Coming soon New mortgage alternatives

Posted on February 13 By MLP Blog

WASHINGTON — The heads of Fannie Mae and Freddie Mac said today the mortgage finance giants are developing new types of loans to help distressed borrowers with high-risk mortgages keep their homes at a time of rising foreclosures.

The moves by the two government-sponsored companies, the biggest buyers and guarantors of home mortgages in the country, came in response to the turmoil in the market for so-called subprime mortgages, higher-priced loans for people with tarnished credit or low incomes who are considered greater risks.

In recent weeks, the distress has roiled financial markets and stoked anxiety that it could spill over into the broader economy.

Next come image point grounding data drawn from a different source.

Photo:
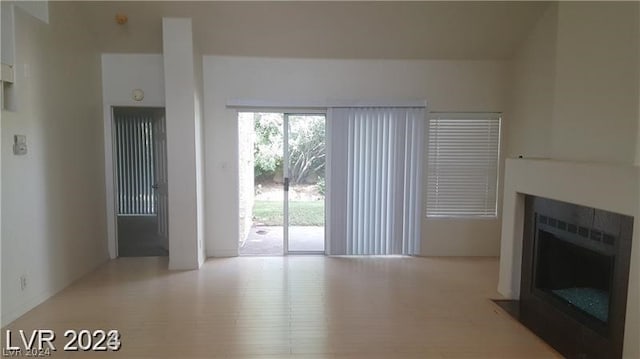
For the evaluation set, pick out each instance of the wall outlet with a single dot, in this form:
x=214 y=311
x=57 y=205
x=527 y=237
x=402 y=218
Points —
x=19 y=145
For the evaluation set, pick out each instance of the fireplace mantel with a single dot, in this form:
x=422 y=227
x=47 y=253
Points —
x=614 y=188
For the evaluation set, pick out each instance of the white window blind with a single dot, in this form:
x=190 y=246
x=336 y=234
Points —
x=463 y=157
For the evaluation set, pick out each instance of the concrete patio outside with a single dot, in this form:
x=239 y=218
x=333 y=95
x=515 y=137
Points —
x=268 y=240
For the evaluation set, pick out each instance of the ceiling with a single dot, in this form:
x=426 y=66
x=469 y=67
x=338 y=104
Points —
x=307 y=29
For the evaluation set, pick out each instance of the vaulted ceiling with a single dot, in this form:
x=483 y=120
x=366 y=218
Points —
x=309 y=29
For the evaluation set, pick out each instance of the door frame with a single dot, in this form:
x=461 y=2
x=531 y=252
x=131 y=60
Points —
x=110 y=172
x=286 y=112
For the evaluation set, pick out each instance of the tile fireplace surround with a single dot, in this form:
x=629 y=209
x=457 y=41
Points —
x=614 y=188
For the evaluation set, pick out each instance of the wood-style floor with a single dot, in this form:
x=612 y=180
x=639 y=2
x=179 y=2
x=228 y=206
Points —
x=296 y=306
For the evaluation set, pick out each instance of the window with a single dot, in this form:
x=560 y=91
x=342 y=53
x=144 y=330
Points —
x=462 y=176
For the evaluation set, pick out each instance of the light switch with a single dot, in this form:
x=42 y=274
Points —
x=19 y=145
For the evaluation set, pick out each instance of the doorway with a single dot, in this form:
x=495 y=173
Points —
x=282 y=183
x=141 y=182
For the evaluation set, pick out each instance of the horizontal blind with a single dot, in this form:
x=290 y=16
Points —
x=463 y=156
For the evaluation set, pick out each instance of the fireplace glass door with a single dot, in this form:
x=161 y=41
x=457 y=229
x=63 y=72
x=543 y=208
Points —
x=574 y=274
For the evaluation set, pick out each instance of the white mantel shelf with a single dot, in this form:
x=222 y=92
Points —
x=610 y=187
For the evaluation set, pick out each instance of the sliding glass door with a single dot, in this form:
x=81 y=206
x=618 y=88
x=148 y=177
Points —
x=304 y=183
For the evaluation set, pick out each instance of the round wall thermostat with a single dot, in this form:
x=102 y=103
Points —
x=137 y=95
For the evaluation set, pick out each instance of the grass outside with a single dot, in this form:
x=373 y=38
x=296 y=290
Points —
x=301 y=213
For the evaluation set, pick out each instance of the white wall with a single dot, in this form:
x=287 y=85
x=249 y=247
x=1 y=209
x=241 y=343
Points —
x=121 y=74
x=446 y=85
x=53 y=208
x=199 y=143
x=528 y=130
x=182 y=116
x=595 y=113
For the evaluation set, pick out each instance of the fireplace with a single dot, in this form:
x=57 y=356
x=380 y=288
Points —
x=575 y=269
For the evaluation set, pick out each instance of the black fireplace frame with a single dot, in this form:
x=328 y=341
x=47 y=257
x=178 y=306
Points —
x=572 y=332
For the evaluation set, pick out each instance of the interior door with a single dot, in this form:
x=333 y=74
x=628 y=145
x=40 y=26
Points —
x=161 y=186
x=304 y=168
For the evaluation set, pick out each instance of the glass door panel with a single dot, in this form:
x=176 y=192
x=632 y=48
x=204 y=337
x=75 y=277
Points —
x=304 y=166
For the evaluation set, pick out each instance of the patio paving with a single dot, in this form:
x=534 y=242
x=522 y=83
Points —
x=268 y=240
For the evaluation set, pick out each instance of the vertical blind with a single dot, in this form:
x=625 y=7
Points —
x=135 y=163
x=375 y=179
x=463 y=155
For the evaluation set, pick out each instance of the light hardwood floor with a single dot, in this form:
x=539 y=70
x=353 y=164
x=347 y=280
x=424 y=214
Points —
x=296 y=306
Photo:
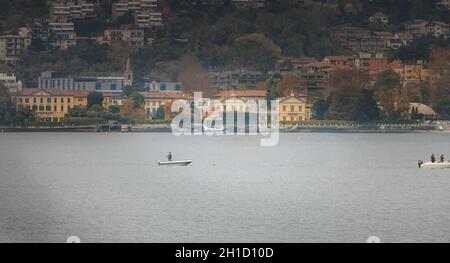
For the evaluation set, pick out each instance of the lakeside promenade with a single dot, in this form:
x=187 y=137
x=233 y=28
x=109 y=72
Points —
x=336 y=128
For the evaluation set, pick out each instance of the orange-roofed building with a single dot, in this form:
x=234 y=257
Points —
x=339 y=62
x=241 y=100
x=51 y=105
x=155 y=100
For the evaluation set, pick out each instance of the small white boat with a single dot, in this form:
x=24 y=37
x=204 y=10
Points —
x=430 y=165
x=175 y=163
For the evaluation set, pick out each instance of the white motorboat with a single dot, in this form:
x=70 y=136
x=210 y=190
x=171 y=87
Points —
x=175 y=163
x=430 y=165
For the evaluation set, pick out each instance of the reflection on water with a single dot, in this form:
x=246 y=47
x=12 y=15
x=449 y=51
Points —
x=310 y=188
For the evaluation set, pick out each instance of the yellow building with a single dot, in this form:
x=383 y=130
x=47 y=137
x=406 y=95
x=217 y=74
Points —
x=294 y=108
x=51 y=104
x=156 y=99
x=113 y=99
x=240 y=100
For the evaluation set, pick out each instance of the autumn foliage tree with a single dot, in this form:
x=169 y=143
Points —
x=287 y=84
x=392 y=98
x=349 y=97
x=440 y=85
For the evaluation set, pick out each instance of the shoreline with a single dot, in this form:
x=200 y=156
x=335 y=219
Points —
x=167 y=129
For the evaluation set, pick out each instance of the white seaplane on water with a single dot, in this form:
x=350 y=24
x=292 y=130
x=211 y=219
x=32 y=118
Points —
x=169 y=162
x=443 y=164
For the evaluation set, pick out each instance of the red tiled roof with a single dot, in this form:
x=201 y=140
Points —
x=405 y=36
x=242 y=93
x=383 y=34
x=55 y=92
x=396 y=64
x=379 y=14
x=342 y=58
x=113 y=95
x=166 y=95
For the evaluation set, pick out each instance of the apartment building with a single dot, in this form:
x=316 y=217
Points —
x=248 y=3
x=11 y=48
x=145 y=12
x=426 y=28
x=162 y=86
x=9 y=80
x=379 y=18
x=66 y=11
x=74 y=82
x=133 y=37
x=51 y=105
x=236 y=79
x=294 y=108
x=154 y=100
x=62 y=35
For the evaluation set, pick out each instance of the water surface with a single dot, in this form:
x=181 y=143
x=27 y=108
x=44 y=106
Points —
x=310 y=188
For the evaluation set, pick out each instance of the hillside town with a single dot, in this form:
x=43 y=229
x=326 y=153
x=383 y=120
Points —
x=63 y=68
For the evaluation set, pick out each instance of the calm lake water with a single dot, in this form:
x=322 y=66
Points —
x=309 y=188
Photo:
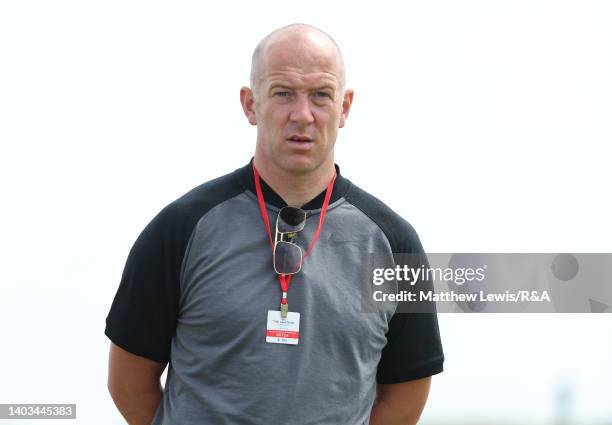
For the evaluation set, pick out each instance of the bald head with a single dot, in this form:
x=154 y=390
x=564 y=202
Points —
x=304 y=42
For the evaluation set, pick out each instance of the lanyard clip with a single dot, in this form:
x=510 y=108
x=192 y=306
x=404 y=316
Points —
x=284 y=306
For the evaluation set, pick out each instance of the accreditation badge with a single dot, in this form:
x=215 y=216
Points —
x=283 y=331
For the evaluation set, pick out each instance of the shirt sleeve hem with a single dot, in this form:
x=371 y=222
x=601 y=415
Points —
x=431 y=368
x=120 y=339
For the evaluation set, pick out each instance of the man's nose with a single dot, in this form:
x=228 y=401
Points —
x=302 y=111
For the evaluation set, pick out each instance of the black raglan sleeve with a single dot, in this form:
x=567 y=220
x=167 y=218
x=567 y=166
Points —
x=144 y=312
x=414 y=347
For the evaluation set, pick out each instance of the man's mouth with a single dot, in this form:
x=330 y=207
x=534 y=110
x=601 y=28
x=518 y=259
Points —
x=296 y=138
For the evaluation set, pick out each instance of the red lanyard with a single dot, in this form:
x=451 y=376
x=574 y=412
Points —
x=285 y=280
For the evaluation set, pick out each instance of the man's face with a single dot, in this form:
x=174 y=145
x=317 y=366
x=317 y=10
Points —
x=299 y=105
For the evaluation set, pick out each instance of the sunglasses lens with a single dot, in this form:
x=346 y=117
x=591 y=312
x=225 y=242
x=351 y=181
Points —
x=287 y=258
x=291 y=220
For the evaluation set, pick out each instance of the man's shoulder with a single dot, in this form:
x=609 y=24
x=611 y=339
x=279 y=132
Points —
x=400 y=233
x=185 y=211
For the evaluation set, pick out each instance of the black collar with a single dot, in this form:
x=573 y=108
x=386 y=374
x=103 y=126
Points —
x=245 y=176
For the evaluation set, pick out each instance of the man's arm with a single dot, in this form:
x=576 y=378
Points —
x=400 y=404
x=134 y=385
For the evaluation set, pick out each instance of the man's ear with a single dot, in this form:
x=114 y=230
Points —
x=247 y=100
x=347 y=101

The initiatives by the companies were disclosed in testimony prepared for a House hearing by Daniel Mudd, president and chief executive of Fannie Mae, and Richard Syron, Freddie Mac’s chairman and CEO.

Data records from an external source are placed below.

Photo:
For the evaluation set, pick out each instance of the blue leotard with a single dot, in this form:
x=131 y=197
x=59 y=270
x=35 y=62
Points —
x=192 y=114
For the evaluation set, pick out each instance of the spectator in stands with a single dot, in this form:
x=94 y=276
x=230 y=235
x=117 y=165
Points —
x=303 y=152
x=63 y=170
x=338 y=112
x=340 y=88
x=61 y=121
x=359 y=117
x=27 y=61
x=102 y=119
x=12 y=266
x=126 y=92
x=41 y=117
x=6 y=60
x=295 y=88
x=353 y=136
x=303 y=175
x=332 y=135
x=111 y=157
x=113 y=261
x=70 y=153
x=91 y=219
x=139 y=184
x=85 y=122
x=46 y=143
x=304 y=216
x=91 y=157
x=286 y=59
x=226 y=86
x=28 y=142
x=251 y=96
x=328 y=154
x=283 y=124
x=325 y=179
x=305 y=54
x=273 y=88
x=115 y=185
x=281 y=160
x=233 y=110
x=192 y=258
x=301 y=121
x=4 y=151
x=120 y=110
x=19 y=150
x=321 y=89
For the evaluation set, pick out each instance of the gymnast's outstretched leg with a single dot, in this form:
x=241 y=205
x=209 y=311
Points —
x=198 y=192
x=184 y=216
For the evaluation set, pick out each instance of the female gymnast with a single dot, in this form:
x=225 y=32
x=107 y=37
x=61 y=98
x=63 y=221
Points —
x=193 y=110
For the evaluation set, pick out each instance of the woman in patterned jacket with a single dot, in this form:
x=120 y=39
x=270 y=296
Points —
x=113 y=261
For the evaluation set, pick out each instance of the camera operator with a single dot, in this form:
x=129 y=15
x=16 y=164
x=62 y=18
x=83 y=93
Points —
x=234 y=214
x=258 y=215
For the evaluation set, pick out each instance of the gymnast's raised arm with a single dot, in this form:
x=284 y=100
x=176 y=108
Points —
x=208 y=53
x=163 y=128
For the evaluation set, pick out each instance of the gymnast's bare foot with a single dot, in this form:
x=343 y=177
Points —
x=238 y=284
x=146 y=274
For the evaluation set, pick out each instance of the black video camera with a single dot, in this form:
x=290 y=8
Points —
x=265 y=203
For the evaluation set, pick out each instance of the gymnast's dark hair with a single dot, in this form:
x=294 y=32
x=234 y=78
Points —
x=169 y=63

"We are … working on a major effort to develop more consumer-friendly subprime products that will provide stable financing alternatives going forward," Syron said in his testimony for the hearing by the House Financial Services Committee. "We plan to have our new offerings in the market by midsummer."

He said the new products will include 30-year and possibly 40-year fixed-rate mortgages as well as adjustable-rate mortgages with longer fixed-rate periods.

Fannie Mae, in a new program called "HomeStay," is offering new options so that lenders can help subprime borrowers refinance out of high-interest adjustable-rate mortgages or other difficult loans, Mudd said. He said the company plans to stretch the term on subprime loans to 40 years from the current maximum 30 years — which will reduce monthly payments for borrowers by around 5 percent, Mudd said.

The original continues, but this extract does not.